Ik begrijp niet waarom ik je niet op je dak mag komen met Anny en ik herinner me ook heelemaal niet dat ik 't zoo dikwijls heb gedaan. Ik zal er voortaan aan denken dat je het niet prettig vindt. Maar waar ik daarnet over schreef, dat kan je toch niet naar vinden, dat is toch iets dat jou ook bezighoudt van tijd tot tijd? Dat er iets in je is, dat haar trouw zou willen blijven, stemt me noch vroolijk noch verdrietig. Het laatste zeker niet, eerder het andere, want ik vind het normaal, ik zou het me niet anders kunnen voorstellen. En tegelijkertijd weet ik dat er iets anders in je is dat alle knoopen wil doorhakken. Weet je dat er na je perturbatie nog een andere toon in je brieven is gekomen? Er is geen houden aan, ik zie niet hoe ik dit zou moeten stuiten; ik zou het wel willen, omdat ik angstig ben voor besluiten, maar ik zit in den maalstroom. Welke vrouw krijgt dit? Ik weet soms niet hoe ik het heb. Als je het zoo heftig uit, voel ik altijd de zelfde 2 dingen: de dankbaarheid voor dit ontzagwekkende dat me overstroomt en omhult, en het angstige tekortschieten. Kan jij wel gelukkig zijn met iemand die jouw toomeloosheid alleen maar passief tegemoet kan treden? "Alleen maar" is misschien onjuist, maar hoe gering is mijn activiteit! Enfin, niet zeuren, we zullen wel zien, Videbimus, zei Paus Adriaan al!
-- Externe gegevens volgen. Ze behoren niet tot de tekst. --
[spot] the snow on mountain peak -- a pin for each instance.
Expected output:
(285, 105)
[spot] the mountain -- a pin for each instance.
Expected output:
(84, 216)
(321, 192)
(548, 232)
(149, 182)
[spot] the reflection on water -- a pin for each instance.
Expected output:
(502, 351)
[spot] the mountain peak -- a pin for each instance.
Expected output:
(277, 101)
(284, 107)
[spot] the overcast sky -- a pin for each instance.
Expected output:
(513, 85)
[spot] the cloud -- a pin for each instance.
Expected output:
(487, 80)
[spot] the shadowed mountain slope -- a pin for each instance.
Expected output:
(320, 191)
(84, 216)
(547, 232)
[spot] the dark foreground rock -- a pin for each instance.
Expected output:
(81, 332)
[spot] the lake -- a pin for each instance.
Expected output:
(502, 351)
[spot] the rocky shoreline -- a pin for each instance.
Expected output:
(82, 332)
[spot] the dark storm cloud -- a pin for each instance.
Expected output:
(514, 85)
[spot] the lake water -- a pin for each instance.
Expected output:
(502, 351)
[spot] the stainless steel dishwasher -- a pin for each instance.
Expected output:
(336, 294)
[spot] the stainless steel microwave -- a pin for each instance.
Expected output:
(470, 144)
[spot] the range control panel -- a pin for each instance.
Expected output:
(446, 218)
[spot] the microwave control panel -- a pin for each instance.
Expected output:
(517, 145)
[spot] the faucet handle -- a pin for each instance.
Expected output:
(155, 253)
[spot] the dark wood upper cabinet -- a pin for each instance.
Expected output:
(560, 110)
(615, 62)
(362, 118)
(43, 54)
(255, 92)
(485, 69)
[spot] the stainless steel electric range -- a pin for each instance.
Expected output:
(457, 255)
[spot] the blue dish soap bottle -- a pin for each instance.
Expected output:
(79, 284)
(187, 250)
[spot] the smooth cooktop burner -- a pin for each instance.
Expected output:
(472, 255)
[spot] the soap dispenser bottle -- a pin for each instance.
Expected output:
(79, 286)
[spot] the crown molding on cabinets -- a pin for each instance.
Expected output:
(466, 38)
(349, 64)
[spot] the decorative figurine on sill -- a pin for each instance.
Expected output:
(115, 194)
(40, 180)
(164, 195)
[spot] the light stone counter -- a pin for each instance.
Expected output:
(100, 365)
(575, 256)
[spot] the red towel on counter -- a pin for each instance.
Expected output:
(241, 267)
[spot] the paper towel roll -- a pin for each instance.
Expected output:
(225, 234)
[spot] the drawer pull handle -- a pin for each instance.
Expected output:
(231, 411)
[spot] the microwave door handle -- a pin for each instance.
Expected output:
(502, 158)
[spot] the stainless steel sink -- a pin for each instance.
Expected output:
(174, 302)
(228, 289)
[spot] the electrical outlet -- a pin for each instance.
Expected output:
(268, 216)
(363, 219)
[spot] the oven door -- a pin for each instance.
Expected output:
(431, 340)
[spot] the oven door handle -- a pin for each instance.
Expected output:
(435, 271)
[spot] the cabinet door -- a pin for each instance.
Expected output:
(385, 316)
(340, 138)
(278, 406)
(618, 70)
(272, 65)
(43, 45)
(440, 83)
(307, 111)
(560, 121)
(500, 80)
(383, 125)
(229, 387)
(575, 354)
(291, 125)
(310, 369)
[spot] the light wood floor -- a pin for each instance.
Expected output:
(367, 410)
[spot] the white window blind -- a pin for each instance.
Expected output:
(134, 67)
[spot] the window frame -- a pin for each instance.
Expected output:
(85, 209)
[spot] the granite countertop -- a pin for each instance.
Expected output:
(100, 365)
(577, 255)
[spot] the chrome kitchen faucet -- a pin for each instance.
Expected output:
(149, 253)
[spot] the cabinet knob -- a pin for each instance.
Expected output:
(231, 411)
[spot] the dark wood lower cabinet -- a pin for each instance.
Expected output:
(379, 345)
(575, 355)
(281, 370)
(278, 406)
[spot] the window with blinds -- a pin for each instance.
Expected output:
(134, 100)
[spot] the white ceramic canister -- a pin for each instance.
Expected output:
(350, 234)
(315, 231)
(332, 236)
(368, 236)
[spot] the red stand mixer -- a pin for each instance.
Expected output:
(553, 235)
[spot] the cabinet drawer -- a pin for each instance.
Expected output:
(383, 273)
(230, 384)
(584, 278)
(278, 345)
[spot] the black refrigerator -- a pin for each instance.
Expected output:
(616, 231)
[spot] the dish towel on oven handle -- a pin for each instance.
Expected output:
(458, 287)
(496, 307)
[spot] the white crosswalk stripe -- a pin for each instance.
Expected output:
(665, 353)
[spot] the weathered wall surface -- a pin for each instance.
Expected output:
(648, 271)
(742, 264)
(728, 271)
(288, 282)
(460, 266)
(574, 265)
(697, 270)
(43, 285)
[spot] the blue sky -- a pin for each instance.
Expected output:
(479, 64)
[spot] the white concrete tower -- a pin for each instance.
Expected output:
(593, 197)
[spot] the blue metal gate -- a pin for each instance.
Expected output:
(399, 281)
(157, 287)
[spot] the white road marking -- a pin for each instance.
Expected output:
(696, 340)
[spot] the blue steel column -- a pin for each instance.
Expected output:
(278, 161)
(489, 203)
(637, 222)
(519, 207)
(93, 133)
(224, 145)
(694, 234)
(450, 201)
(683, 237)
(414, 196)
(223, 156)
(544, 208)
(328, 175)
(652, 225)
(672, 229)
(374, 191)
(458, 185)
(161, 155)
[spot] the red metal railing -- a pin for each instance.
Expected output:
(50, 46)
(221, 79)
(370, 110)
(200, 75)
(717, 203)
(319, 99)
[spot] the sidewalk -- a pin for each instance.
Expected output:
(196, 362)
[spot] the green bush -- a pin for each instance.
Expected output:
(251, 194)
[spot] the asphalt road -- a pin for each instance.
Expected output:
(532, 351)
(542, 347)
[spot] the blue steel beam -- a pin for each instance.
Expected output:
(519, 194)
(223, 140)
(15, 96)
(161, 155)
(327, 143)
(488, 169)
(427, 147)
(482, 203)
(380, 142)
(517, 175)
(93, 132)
Zooeven (10 u. 's avonds) heb ik de bonnen geknipt (anders J.'s werk) omdat ik geen zin had al aan mijn stukkie te gaan. Het was een cello-avond, dien ik gehoord heb, en daar werd een sonate van Hindemith gespeeld, die ik vermoedelijk een jaar of 15 geleden wel gehoord heb, maar sindsdien nooit meer; het leek me zoo làng geleden dat we Hindemith hoorden, die muziek is zoo sterk aan een bepaalde periode gebonden, vind ik. Of ligt dat aan mij, zou je je daar ook van kunnen losmaken? Te laat, toen het stuk al bijna uit was, dacht ik: nu moet ik eens probeeren er heel anders naar te luisteren, zoo alsof daar alleen Hindemith aan het woord is; ik hoor er – en dat is alleen bij H. zoo – altijd een collectiviteit in, ik zie een horde, ik denk niet aan den componist. Jammer dat ze het niet nog eens overspeelden, want ik ben nu déroutée. Veel is later cliché geworden in H. en veel vind ik akelig grauw en ontzettend Duitsch, maar iets zit er toch wel in – vind jij dat ook?

4 Jan.

Ik zou nog over het verlangen naar het verlangen willen schrijven. De Sehnsucht van de Romantiek. Het niet zoeken van de vervulling, wat Pappie zoo sterk had. Maar ik heb geen tijd, H.E. komt. Was je vanochtend al op om een uur of 8? Hier was het een dageraad, onbeschrijflijk! Jammer dat je er in de stad zoo weinig van ziet. Ik vind het voor J. wel lastig dat het zoo koud is. Wat doen de preien?